Thirteen years on, I have finally ridden in one. In three or four, actually, having gone to the city for the express purpose of taking Waymo to bars I wouldn’t be able to get to on the MUNI Metro. The goal is to speed the day when I get access to the service area closer to home, because honestly, I am a lot more comfortable with the idea of self-driving cars on suburban back roads limited to 25 miles an hour or so.
The thing is…it was effortless. It was simple. The car rolled up, I got in, buckled my seatbelt and tapped the “Start Ride” on screen, And then the car drove itself a couple of miles, wheel turning as if a sullen ghost were at the helm, ambient chill music automatically playing (which seems like the most appropriate music for a self-driving EV). And then I got out and walked into Ireland’s 32, easy peasy.

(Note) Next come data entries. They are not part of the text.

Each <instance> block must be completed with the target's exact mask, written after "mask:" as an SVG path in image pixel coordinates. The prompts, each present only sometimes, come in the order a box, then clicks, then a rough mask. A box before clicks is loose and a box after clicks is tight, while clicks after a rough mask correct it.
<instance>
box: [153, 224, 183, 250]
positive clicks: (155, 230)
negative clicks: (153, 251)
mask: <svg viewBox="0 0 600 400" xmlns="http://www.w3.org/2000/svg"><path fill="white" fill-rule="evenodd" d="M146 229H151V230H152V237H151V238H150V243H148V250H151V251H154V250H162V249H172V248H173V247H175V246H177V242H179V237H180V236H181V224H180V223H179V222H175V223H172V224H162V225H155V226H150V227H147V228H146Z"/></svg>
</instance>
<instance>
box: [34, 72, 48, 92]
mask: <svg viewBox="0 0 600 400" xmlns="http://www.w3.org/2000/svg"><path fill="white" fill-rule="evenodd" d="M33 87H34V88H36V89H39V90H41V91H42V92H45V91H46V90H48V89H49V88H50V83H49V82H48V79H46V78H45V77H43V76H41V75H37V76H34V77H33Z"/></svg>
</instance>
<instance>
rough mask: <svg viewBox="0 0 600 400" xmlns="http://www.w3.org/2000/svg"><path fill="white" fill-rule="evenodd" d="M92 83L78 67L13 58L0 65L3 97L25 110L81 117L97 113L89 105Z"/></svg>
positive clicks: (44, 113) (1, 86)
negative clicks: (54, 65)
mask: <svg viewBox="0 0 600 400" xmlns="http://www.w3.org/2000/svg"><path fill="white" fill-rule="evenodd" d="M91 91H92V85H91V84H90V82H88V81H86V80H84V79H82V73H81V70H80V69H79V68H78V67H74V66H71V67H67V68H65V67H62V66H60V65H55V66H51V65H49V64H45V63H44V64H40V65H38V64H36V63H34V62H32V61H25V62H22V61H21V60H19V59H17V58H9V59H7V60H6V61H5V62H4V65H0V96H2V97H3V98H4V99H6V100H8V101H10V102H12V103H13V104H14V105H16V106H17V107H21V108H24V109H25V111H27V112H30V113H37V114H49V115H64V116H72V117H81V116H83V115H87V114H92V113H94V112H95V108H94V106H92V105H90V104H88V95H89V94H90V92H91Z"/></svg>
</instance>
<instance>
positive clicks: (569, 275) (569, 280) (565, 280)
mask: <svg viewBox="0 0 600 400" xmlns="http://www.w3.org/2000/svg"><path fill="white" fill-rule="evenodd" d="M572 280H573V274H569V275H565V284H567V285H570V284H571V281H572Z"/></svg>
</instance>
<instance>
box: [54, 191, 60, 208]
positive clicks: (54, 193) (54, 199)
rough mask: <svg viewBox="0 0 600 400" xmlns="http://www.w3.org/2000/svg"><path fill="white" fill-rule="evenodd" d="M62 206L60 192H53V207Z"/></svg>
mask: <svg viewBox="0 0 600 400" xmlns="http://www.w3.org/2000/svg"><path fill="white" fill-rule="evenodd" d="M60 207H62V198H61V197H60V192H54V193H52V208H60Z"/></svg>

And honestly, it’s a bit of a dream. Living in a place with no transit to speak of, the idea that you could set a dozen of these down feels transformative. I never felt unsafe, I never saw the car do anything untoward, and you can see on the monitor what the sensors see – in some cases, which blinker is flashing on the car three ahead and which way the pedestrian with his arm up is facing. I wouldn’t take it on a freeway, for sure, but at low speeds in an urban or suburban environment, it’s just about perfect for what I need to get home from the pub.
And then comes the obvious question: what does this mean for Uber, for Lyft, for everyone for whom gig driving has become a necessary side hustle or an actual lifeline?

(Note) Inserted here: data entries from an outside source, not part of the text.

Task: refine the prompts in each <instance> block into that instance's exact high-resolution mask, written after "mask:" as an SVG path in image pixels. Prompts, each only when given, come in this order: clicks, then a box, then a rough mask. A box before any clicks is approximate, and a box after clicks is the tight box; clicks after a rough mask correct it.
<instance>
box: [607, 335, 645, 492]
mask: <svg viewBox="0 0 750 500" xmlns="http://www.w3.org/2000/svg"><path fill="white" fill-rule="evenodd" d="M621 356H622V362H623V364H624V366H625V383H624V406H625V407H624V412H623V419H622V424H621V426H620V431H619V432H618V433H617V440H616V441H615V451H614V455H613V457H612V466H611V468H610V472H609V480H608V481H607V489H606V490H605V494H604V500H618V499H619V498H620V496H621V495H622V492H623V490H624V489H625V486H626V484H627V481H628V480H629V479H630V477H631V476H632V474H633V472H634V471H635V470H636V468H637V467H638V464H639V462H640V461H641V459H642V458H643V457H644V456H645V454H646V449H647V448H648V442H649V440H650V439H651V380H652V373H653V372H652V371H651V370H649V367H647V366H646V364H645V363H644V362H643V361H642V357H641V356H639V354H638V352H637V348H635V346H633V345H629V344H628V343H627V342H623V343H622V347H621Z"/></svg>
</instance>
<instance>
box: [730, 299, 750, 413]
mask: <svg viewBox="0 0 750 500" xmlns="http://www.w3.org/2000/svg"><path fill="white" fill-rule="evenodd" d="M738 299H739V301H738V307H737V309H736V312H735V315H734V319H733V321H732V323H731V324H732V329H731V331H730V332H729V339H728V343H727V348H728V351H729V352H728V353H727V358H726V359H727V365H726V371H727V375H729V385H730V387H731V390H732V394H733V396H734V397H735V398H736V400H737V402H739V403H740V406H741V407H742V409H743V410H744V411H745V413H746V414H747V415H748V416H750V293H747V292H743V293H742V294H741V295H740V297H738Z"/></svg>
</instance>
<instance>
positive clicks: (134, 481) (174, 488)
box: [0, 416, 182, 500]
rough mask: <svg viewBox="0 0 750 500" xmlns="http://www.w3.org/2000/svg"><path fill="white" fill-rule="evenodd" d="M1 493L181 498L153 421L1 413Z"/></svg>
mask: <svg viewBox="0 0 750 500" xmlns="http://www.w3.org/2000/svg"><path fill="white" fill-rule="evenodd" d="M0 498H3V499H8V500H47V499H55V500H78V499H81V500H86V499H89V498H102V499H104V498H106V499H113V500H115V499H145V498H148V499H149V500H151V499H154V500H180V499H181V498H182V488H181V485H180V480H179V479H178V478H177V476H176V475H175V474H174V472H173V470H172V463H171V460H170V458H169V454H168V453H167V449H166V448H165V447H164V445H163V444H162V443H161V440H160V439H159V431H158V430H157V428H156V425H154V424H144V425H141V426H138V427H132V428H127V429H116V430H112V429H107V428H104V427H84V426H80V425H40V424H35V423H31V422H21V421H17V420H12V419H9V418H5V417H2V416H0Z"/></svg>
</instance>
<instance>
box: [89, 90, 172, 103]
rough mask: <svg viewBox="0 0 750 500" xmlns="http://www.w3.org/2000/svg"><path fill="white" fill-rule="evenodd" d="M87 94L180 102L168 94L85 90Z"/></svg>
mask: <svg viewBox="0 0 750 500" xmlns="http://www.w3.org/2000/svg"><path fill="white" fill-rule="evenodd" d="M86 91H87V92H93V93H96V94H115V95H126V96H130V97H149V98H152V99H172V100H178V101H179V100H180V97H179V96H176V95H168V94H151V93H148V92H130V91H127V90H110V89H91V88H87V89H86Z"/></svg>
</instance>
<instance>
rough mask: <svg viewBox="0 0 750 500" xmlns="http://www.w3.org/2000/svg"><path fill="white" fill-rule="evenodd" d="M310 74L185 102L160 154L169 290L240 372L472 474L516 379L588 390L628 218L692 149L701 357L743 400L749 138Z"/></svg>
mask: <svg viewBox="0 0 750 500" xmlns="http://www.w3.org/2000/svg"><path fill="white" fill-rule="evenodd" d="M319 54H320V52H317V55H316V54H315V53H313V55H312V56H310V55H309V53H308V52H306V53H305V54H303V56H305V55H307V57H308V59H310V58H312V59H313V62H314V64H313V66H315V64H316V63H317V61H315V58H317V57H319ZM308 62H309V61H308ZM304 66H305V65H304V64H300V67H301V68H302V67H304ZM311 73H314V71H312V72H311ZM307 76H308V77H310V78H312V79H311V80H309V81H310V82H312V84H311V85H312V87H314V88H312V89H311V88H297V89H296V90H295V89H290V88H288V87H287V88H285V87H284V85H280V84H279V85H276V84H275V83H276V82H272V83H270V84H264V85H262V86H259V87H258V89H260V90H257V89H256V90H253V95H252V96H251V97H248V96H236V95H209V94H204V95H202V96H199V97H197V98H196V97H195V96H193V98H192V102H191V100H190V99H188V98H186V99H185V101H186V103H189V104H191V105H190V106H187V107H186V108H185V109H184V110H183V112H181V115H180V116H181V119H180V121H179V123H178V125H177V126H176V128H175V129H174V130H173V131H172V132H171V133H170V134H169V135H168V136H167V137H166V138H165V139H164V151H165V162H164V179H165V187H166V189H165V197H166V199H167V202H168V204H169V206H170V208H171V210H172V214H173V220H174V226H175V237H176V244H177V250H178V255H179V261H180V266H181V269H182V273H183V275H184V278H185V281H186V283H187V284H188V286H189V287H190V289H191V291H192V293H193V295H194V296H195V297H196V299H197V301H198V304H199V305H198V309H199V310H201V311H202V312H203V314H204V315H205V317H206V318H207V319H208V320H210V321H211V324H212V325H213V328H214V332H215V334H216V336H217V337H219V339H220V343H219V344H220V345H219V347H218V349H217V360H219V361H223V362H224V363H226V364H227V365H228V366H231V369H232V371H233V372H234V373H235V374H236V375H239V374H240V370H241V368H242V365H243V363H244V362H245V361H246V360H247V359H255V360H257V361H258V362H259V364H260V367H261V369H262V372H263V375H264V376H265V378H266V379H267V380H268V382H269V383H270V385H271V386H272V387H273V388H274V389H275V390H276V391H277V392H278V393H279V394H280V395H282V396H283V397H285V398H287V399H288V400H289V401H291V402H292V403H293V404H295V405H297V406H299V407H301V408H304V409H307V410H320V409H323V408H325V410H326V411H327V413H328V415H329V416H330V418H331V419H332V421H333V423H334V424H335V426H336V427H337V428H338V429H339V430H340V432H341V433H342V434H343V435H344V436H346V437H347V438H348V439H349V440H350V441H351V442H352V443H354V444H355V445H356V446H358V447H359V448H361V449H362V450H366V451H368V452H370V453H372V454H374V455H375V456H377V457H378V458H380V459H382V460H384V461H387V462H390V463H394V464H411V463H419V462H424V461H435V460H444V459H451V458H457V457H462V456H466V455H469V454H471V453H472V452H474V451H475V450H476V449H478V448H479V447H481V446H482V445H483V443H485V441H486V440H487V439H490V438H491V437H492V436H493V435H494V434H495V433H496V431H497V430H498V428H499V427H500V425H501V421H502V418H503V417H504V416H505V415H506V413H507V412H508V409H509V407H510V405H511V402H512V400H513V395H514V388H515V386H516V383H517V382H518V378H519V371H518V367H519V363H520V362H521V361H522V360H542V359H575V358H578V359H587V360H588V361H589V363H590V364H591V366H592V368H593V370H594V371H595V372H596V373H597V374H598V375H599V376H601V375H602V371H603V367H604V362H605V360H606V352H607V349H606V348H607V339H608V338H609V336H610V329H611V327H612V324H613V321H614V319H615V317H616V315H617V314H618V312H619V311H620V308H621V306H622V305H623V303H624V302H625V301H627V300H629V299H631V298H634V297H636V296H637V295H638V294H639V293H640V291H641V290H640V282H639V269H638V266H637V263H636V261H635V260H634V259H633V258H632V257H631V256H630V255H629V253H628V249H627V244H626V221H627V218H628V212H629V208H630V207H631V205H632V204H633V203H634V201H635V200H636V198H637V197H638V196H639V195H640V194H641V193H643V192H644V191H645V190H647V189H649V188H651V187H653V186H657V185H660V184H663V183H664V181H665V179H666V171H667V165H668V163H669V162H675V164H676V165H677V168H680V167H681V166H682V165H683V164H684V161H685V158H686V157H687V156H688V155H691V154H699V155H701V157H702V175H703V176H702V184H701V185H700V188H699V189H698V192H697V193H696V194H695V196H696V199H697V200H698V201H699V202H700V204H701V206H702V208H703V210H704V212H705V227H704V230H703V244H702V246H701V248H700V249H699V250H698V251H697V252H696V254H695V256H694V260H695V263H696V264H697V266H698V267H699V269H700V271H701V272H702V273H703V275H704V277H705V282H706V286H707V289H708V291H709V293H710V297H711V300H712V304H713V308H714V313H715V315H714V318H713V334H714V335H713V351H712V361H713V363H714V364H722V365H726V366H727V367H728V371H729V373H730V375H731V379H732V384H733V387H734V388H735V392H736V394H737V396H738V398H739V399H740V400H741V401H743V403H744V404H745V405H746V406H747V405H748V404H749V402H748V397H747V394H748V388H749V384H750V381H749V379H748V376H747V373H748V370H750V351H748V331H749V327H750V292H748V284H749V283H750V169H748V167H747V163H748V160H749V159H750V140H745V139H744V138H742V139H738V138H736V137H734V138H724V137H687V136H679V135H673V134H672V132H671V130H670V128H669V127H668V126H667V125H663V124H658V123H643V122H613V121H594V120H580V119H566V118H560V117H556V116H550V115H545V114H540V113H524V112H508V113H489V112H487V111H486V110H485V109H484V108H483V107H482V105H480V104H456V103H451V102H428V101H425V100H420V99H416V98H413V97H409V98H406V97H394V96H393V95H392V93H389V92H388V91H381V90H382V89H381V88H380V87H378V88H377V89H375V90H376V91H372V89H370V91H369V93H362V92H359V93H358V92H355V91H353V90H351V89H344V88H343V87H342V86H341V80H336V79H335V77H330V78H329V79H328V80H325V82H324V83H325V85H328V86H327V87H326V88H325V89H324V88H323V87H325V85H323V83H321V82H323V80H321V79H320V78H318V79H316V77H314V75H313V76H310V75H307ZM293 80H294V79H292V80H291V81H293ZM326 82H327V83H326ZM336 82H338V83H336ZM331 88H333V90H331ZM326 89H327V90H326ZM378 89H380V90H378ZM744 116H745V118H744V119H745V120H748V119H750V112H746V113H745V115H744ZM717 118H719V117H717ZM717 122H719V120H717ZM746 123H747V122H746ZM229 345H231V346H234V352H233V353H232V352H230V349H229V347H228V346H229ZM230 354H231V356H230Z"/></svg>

I don’t really have a good answer for this. Well, I do, but it’s never going to happen in my lifetime in America – and that is “this is exactly what we were promised sixty years ago, so we should have the other things that were supposed to come with it – leisure time, short to nonexistent work weeks, and a way to make a living that doesn’t involve being a cheap replacement for a machine.” Confiscatory taxation of billionaires coupled with universal basic income would torpedo the human-pack-mule business. We were made to do the things machines can’t, and we should pay accordingly. Every dollar of productivity improvement for decades has been siphoned up by the 1% at the expense of people who actually do the work, and it’s past time for some of that cash to flow the other way.
Because this is a way to get something approximating transit into places that are never going to have trains, never going to run bus routes, never going to be walkable. This would work just fine in my home town in Alabama, something that could have taken my grandfather from his rural house to Jack’s and back. It’s the sort of thing that could have let me get home from the other side of Nashville during grad school without having to stop drinking three hours earlier. It’s the replacement for the interurban that was thoughtlessly yanked out of what is now Foothill Expressway decades ago. It is an ever so thin but nevertheless satisfying slice of the world we were promised, the world we were supposed to have.
And I want to enjoy it for however little time we have. Of which.